The pirate’s voice was lost in a roar of static. The trideo screen had gone blue.
“Damn!” Carla thumped the dash above the trideo set. “We’ve lost the transmission.”
“Doesn’t matter,” Masaki wheezed, slowing the car. “There they are!”
Carla looked up. The ork girl was perhaps a block away, standing near the curb. Her body posture was hunched, frozen. She looked like a frightened animal, caught in the glare of headlights and uncertain which way to run. The pirate reporter lay at her feet, tangled in his tripod as if he had tripped over it. He was struggling to raise himself to a sitting position, to point something black he held in his hand. At first, Carla thought it was a portacam. But then she recognized the streamlined shape of a pistol. She was just powering down her window when shots coughed out from across the street. The ork reporter sagged to the ground, then went still.

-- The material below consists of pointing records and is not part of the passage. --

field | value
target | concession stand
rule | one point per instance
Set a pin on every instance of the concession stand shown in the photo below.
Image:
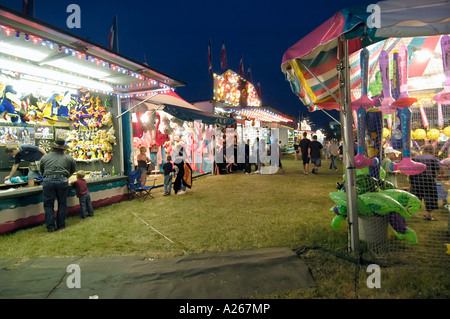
(56, 85)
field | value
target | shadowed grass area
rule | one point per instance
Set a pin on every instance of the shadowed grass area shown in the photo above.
(232, 212)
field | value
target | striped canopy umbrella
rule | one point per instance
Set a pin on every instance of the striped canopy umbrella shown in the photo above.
(310, 64)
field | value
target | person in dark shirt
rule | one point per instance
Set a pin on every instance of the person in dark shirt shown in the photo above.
(304, 148)
(315, 153)
(423, 185)
(83, 195)
(168, 169)
(30, 153)
(56, 168)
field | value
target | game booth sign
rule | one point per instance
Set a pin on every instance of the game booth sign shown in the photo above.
(385, 67)
(57, 85)
(166, 124)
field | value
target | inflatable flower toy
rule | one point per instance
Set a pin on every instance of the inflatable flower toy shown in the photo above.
(378, 198)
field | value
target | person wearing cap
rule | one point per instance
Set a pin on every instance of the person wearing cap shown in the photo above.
(389, 156)
(29, 153)
(56, 168)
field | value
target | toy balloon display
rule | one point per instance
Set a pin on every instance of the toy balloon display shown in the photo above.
(386, 103)
(444, 96)
(420, 134)
(444, 147)
(360, 106)
(407, 166)
(403, 100)
(424, 117)
(447, 131)
(433, 134)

“That’s gunfire!” Masaki said, slamming on the brakes. Around them, other drivers were also reacting, some accelerating away as quickly as possible, others spinning in tight fishtail turns. Two cars slammed together with a dull crunch and the scraping squeal of torn metal in the intersection ahead.
As their car skidded to a stop, Carla peered around Masaki. On the opposite side of the street, a man was tucking a pistol into a holster under his arm. A smaller man sprinted out into traffic, heading for the ork girl.
Cursing the power window for its slowness, Carla stuck her head out the opening. “Pita!” she cried. “This way!”
The girl hesitated no more than a millisecond, then sprinted for the car. The man chasing her changed direction, angling across the Street to intercept her. A car narrowly missed him, honking furiously. But he was gaining on the girl.
Masaki had thrown their car into reverse. It jerked backward, wheels spinning.
“What are you doing?” Carla screamed. “Wait for the girl!”
Masaki was wheezing heavily, obviously scared. His pudgy hands were white on the steering wheel. He shook his head, eyes wide. “That guy’s got a gun! Close the window before he shoots!”
Instead, Carla cracked the car door. The force of the backward acceleration made it slam open. She leaned out, reaching for Pita, who by now was running alongside the vehicle. One hand on the door! the other on the wrist of the ork girl, Carla yanked. At the same time, Pita jumped, knocking Carla back into the car.